Differences in boosted protease inhibitors are emerging, the MaxCmin study indicating that boosted saquinavir is similarly effective but better tolerated and less likely to cause lipid disturbance relative to boosted indinavir. An ongoing study is evaluating boosted saquinavir relative to Kaletra across a range of treatment populations.
In individuals who are prior protease inhibitor experienced, many physicians are now considering the use of two PIs boosted with ritonavir. Pharmacokinetic studies suggest that the combination of Kaletra with amprenavir requires careful drug monitoring and dosage adjustment and may require the inclusion of either additional Kaletra capsules or additional ritonavir. Interactions of Kaletra with saquinavir or indinavir had not been observed and evidence of efficacy in a cohort setting has been demonstrated with the combination of Kaletra and saquinavir.
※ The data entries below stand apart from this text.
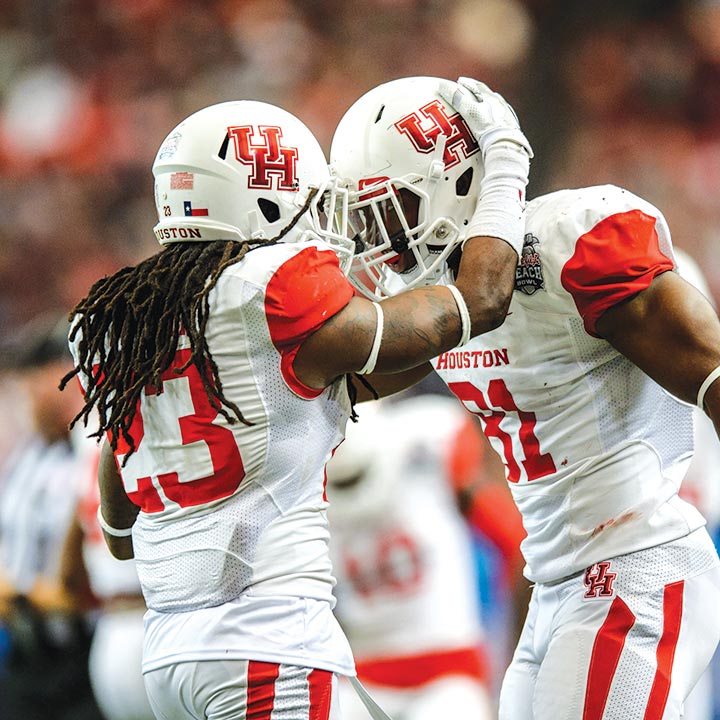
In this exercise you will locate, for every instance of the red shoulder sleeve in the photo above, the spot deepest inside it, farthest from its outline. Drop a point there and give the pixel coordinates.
(617, 259)
(303, 293)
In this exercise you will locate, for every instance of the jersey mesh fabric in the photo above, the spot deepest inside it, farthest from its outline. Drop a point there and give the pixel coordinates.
(270, 535)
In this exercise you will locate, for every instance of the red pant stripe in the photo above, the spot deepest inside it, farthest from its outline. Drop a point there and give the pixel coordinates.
(320, 682)
(672, 617)
(607, 648)
(261, 689)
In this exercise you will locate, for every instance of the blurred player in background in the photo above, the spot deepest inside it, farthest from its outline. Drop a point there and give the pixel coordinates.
(219, 370)
(116, 653)
(586, 391)
(49, 627)
(404, 557)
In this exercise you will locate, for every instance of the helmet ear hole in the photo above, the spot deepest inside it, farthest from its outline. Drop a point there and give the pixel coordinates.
(269, 209)
(463, 183)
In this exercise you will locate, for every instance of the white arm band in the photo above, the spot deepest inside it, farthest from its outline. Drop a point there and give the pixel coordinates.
(110, 530)
(375, 350)
(465, 323)
(707, 382)
(500, 208)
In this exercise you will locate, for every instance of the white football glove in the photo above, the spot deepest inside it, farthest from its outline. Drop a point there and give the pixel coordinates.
(489, 116)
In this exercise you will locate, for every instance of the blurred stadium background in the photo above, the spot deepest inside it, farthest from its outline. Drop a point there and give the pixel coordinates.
(89, 88)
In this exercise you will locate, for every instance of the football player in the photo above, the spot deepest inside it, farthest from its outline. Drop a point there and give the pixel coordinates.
(586, 391)
(407, 488)
(219, 370)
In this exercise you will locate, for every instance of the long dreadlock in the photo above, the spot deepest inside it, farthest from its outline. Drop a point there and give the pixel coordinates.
(131, 322)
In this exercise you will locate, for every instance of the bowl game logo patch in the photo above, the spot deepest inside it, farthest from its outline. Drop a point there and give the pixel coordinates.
(528, 274)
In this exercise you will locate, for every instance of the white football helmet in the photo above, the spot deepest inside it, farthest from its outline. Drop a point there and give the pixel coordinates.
(412, 170)
(243, 170)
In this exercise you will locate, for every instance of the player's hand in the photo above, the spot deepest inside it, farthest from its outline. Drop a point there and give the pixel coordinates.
(488, 115)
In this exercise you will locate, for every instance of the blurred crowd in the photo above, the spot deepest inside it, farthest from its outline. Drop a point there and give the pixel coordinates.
(89, 88)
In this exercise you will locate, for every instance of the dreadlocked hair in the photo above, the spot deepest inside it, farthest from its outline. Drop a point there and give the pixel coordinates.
(130, 324)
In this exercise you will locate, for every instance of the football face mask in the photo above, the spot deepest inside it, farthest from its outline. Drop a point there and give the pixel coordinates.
(411, 169)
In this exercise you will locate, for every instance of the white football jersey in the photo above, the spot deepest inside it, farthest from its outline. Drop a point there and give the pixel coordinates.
(594, 450)
(401, 550)
(234, 515)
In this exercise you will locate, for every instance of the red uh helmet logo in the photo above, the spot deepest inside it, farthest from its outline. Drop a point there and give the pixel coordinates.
(268, 158)
(424, 127)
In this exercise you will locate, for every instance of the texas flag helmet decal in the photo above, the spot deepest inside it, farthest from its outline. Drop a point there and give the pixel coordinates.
(190, 210)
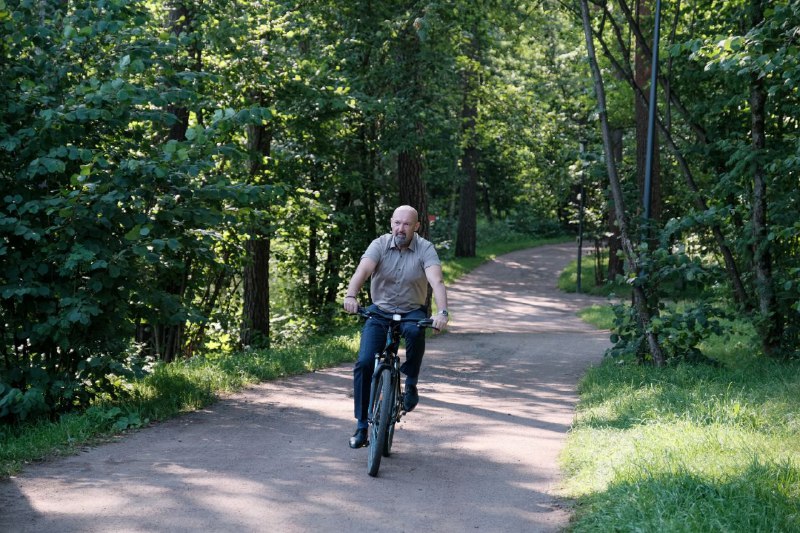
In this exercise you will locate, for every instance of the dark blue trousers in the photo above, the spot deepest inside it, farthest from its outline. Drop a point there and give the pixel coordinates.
(373, 340)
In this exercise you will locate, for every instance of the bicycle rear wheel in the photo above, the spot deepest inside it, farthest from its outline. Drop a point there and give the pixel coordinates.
(380, 414)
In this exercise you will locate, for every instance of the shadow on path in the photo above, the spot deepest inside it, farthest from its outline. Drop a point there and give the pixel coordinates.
(479, 452)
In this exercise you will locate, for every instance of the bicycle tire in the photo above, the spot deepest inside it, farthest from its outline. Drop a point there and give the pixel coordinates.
(380, 411)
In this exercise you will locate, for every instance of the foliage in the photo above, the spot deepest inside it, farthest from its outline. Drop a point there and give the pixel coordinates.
(686, 447)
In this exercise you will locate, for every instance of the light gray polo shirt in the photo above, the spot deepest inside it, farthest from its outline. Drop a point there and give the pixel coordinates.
(399, 284)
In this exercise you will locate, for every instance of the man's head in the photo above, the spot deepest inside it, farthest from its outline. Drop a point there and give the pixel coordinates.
(405, 221)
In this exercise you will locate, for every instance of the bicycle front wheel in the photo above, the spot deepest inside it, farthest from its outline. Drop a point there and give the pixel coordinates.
(380, 414)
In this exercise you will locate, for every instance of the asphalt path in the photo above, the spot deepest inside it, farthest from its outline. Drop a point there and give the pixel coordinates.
(480, 452)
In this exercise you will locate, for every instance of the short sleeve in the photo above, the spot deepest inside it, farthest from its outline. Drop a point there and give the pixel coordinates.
(374, 251)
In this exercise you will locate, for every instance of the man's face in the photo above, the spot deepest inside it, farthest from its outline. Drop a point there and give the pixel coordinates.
(404, 224)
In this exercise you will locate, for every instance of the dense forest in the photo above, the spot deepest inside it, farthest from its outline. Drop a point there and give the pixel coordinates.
(182, 176)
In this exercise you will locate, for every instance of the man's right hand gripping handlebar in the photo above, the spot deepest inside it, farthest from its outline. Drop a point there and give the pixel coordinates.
(350, 304)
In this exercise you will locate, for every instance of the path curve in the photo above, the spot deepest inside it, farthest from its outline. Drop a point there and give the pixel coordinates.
(479, 452)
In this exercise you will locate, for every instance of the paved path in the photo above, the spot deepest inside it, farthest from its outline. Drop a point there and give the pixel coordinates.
(479, 452)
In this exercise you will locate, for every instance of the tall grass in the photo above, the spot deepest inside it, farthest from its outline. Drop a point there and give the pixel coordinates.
(688, 447)
(188, 385)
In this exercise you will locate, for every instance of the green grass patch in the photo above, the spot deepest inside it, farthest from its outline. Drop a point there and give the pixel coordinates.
(192, 384)
(687, 447)
(170, 389)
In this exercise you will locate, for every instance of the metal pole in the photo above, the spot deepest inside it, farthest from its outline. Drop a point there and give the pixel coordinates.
(651, 119)
(581, 204)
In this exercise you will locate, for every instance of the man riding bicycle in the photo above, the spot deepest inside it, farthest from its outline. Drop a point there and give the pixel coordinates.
(401, 264)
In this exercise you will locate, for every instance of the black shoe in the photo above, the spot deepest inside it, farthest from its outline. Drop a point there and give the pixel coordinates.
(359, 439)
(410, 398)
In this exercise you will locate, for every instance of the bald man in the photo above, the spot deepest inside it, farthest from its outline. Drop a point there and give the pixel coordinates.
(401, 264)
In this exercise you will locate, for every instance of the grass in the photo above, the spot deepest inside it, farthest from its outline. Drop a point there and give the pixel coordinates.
(189, 385)
(686, 448)
(166, 392)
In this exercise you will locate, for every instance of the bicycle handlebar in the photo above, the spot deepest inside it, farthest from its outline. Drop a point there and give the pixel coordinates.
(423, 323)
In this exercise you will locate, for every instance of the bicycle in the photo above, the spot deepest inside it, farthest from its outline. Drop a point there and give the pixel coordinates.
(385, 400)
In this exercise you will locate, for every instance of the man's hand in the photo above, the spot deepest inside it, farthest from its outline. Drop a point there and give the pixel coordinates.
(350, 304)
(439, 322)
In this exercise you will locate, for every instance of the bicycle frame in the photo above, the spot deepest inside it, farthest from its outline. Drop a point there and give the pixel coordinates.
(390, 396)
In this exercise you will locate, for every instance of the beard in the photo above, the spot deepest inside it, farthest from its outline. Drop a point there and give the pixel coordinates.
(402, 240)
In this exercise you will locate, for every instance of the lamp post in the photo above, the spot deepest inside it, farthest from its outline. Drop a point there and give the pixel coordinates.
(581, 207)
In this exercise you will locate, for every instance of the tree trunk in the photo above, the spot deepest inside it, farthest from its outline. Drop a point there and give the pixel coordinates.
(731, 268)
(255, 319)
(467, 233)
(639, 297)
(771, 323)
(615, 263)
(412, 189)
(642, 72)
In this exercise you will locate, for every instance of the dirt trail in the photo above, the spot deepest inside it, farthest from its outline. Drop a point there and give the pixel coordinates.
(479, 452)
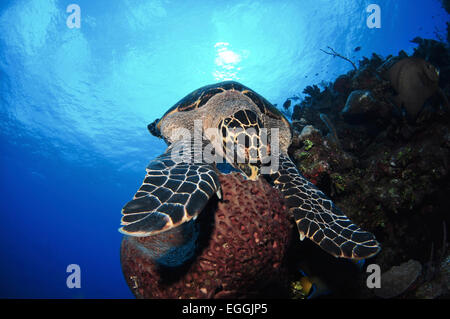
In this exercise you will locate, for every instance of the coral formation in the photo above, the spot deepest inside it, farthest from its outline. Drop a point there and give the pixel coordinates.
(240, 250)
(390, 175)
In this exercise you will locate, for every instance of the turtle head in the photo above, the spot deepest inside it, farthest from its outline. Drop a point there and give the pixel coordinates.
(153, 128)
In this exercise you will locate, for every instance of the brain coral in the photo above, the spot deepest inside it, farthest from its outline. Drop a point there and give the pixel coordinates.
(237, 248)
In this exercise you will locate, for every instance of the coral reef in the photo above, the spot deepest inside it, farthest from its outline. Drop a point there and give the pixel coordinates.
(399, 279)
(240, 250)
(388, 174)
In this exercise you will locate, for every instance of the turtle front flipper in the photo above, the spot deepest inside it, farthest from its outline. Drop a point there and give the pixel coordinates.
(319, 219)
(175, 190)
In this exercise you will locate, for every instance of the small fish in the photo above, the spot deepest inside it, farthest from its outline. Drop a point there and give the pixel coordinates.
(311, 287)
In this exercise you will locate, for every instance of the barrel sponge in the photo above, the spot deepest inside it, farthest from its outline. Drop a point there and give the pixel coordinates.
(239, 248)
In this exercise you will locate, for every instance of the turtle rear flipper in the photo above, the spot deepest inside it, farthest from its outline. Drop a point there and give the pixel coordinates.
(319, 219)
(174, 191)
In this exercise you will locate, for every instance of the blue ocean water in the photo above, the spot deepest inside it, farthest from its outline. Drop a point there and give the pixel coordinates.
(75, 102)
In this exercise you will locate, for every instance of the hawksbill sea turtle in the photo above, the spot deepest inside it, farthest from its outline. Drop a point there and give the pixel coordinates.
(174, 191)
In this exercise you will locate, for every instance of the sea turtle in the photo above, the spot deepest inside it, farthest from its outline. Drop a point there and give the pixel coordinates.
(177, 188)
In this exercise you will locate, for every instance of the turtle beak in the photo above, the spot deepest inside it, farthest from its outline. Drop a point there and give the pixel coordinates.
(153, 129)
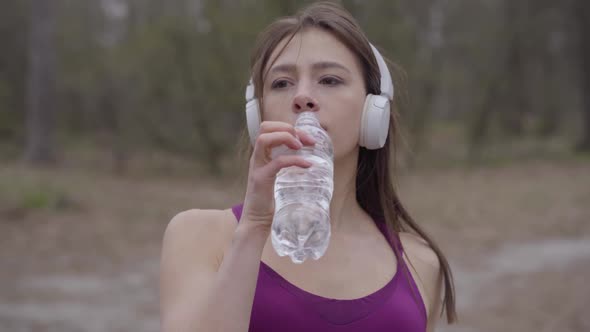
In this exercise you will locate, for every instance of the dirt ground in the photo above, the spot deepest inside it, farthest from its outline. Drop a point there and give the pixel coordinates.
(517, 237)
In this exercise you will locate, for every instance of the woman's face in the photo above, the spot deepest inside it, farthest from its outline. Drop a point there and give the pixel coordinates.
(319, 73)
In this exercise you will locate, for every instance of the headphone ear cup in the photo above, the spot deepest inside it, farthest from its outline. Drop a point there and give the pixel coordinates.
(253, 119)
(375, 122)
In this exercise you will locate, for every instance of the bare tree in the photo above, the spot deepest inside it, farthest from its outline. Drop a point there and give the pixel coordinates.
(41, 83)
(582, 11)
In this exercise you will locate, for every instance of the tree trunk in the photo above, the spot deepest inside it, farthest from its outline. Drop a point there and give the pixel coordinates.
(583, 21)
(41, 83)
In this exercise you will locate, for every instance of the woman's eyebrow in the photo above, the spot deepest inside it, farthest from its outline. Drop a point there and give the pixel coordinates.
(291, 68)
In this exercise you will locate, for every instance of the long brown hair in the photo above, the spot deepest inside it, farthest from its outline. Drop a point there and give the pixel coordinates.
(375, 189)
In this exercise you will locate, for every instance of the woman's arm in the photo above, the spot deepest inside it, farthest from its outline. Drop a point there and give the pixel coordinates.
(426, 272)
(196, 293)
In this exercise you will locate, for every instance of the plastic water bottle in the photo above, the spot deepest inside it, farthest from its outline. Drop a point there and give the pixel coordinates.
(301, 223)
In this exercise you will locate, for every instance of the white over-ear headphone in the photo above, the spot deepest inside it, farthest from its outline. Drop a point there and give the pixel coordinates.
(375, 118)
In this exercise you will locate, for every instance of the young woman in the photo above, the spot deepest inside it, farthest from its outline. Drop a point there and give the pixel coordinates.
(381, 272)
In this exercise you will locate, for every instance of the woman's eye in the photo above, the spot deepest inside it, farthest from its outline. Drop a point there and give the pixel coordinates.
(330, 81)
(279, 84)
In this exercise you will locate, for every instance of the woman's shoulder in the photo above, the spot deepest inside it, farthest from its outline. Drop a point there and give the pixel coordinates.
(416, 248)
(425, 269)
(205, 230)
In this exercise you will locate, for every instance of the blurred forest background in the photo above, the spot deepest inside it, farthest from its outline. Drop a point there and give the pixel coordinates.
(117, 114)
(115, 80)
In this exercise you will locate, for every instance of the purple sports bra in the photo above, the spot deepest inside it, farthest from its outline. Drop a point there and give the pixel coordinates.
(280, 306)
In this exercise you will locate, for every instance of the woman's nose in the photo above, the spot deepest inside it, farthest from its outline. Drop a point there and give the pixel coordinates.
(303, 103)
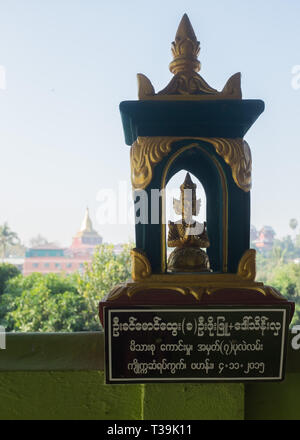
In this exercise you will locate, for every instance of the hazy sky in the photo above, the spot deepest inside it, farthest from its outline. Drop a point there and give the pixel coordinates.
(68, 65)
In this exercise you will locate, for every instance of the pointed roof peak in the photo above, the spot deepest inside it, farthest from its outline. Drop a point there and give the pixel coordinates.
(188, 183)
(185, 29)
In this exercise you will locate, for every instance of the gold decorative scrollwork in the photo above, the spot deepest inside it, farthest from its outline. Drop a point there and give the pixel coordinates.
(146, 152)
(247, 265)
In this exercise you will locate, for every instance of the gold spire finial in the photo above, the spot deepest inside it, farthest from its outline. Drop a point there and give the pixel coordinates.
(185, 48)
(187, 84)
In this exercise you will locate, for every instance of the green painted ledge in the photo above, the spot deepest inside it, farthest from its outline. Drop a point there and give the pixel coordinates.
(72, 351)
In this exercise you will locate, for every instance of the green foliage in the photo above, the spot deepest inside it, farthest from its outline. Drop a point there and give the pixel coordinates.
(285, 277)
(59, 303)
(7, 271)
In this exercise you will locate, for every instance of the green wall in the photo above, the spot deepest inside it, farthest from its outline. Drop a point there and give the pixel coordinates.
(60, 376)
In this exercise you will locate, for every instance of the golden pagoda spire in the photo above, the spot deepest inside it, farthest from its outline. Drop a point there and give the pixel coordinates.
(187, 84)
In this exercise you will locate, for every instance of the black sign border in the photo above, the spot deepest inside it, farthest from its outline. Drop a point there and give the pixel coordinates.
(133, 381)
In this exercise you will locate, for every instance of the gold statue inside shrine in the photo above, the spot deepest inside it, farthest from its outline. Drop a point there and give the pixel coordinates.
(188, 236)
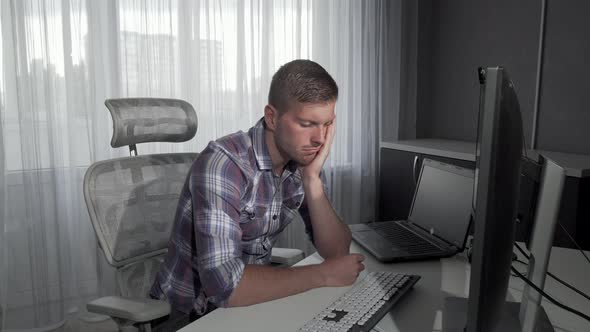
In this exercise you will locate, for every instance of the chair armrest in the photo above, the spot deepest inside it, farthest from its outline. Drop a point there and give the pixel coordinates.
(136, 309)
(286, 256)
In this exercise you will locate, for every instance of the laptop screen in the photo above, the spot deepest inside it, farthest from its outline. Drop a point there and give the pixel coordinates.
(442, 201)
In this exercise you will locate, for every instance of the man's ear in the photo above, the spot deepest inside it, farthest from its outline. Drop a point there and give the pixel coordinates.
(271, 117)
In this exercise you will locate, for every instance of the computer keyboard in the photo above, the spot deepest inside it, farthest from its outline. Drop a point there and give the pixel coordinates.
(363, 306)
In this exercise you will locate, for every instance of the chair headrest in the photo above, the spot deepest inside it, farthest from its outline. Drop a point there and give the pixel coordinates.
(140, 120)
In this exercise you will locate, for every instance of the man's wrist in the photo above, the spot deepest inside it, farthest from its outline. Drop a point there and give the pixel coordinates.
(313, 186)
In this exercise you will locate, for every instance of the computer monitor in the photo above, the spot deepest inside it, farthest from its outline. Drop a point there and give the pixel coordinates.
(498, 155)
(496, 192)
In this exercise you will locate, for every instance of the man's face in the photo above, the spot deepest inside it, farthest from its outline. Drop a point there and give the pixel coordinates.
(301, 130)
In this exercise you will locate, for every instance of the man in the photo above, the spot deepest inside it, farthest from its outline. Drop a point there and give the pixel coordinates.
(244, 189)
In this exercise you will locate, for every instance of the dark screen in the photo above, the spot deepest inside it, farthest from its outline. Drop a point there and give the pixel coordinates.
(443, 203)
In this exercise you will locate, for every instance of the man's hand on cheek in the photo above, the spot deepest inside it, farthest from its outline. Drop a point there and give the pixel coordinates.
(315, 167)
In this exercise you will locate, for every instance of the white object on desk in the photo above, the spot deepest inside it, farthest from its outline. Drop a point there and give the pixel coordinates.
(417, 310)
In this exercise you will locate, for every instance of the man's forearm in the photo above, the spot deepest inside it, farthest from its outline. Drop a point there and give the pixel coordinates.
(262, 283)
(331, 236)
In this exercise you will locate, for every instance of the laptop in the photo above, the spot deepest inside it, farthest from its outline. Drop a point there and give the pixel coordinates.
(438, 222)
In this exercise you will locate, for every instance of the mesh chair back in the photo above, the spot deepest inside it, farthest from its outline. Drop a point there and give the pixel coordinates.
(140, 120)
(132, 203)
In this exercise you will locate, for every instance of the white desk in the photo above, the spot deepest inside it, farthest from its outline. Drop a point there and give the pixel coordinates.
(419, 310)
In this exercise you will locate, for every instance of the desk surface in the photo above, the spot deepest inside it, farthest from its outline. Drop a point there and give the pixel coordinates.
(419, 310)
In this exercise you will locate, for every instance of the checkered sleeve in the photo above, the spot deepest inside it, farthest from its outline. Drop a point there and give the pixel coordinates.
(216, 197)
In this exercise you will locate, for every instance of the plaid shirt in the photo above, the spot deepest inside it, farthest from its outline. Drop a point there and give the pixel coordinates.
(231, 210)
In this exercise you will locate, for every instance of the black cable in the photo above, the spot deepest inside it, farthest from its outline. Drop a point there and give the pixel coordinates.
(551, 274)
(548, 297)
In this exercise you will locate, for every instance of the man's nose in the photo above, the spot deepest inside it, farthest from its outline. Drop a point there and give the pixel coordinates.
(319, 135)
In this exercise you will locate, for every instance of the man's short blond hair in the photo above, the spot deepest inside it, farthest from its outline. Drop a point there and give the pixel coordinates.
(304, 81)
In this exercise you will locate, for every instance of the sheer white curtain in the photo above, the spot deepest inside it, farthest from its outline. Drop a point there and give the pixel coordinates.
(61, 59)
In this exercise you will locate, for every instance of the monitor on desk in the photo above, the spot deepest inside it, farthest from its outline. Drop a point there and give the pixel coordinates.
(495, 201)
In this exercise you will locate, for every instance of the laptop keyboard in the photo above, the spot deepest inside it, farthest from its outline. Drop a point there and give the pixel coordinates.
(403, 237)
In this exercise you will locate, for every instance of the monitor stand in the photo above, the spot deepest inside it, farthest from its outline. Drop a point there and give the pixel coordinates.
(527, 315)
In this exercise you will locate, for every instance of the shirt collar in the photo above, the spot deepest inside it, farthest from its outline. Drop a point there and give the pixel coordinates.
(261, 149)
(259, 144)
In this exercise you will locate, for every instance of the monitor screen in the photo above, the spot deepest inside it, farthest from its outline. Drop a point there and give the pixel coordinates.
(443, 201)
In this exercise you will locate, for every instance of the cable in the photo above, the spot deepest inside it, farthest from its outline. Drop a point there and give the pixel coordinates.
(548, 297)
(551, 274)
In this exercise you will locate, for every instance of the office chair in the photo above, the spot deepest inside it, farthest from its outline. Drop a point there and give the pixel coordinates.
(132, 203)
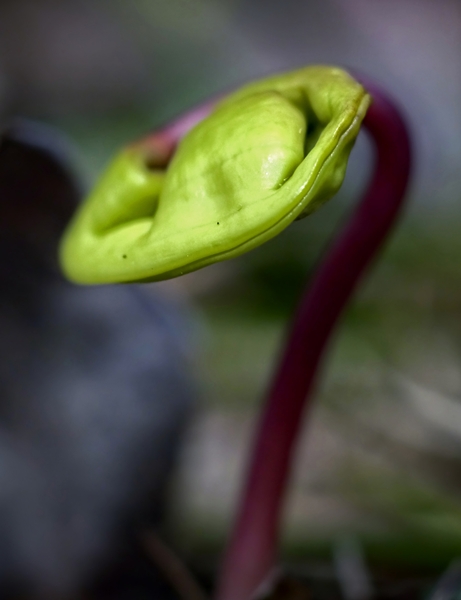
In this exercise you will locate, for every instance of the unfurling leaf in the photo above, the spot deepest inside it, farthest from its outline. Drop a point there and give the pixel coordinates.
(266, 155)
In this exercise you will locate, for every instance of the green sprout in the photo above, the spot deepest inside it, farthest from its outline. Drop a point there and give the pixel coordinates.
(222, 180)
(269, 153)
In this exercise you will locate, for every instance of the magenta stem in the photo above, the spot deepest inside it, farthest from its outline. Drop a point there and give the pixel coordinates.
(252, 550)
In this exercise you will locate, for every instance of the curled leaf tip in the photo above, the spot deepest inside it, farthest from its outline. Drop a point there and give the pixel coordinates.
(264, 156)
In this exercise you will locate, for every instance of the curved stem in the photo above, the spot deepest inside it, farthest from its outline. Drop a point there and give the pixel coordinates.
(252, 551)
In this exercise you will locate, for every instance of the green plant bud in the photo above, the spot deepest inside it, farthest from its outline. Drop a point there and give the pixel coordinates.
(267, 154)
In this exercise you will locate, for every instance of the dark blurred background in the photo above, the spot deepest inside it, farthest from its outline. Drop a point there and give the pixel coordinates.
(381, 457)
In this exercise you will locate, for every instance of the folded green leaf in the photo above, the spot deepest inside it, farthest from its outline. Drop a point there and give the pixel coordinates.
(269, 153)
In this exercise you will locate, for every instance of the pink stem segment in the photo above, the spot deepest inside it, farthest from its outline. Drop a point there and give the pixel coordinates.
(252, 551)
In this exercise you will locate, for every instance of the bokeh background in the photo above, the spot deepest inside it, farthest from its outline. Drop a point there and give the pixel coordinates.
(380, 458)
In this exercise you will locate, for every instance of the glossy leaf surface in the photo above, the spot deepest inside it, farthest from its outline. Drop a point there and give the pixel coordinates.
(267, 154)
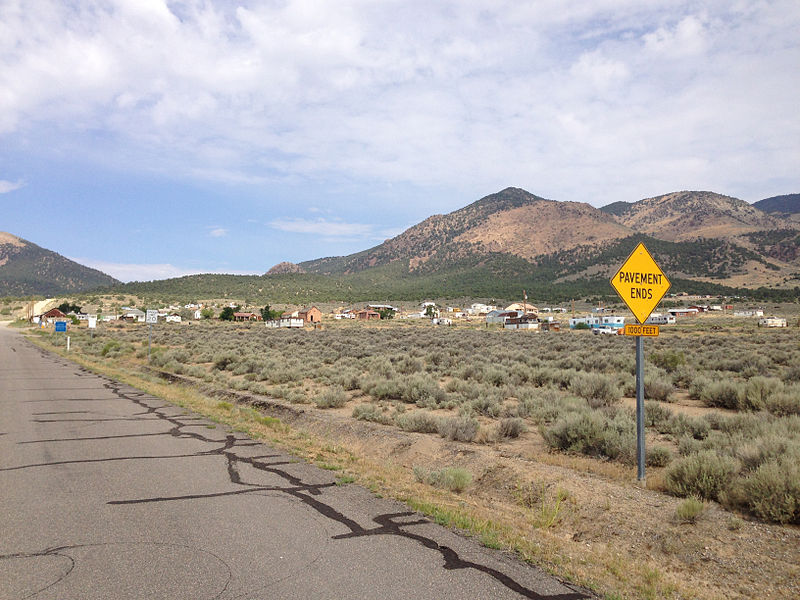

Previous conferences have reported that newer protease inhibitors may also be applicable in these circumstances. For example, atazanavir combined with saquinavir may be as effective as at 400mg twice daily of both ritonavir and saquinavir. Clearly, the choice of combination in the setting will be to a large part influenced by the prior treatment history of these individuals and the result of genotype and phenotype evaluations and therefore studies are unlikely to achieve firm recommendations.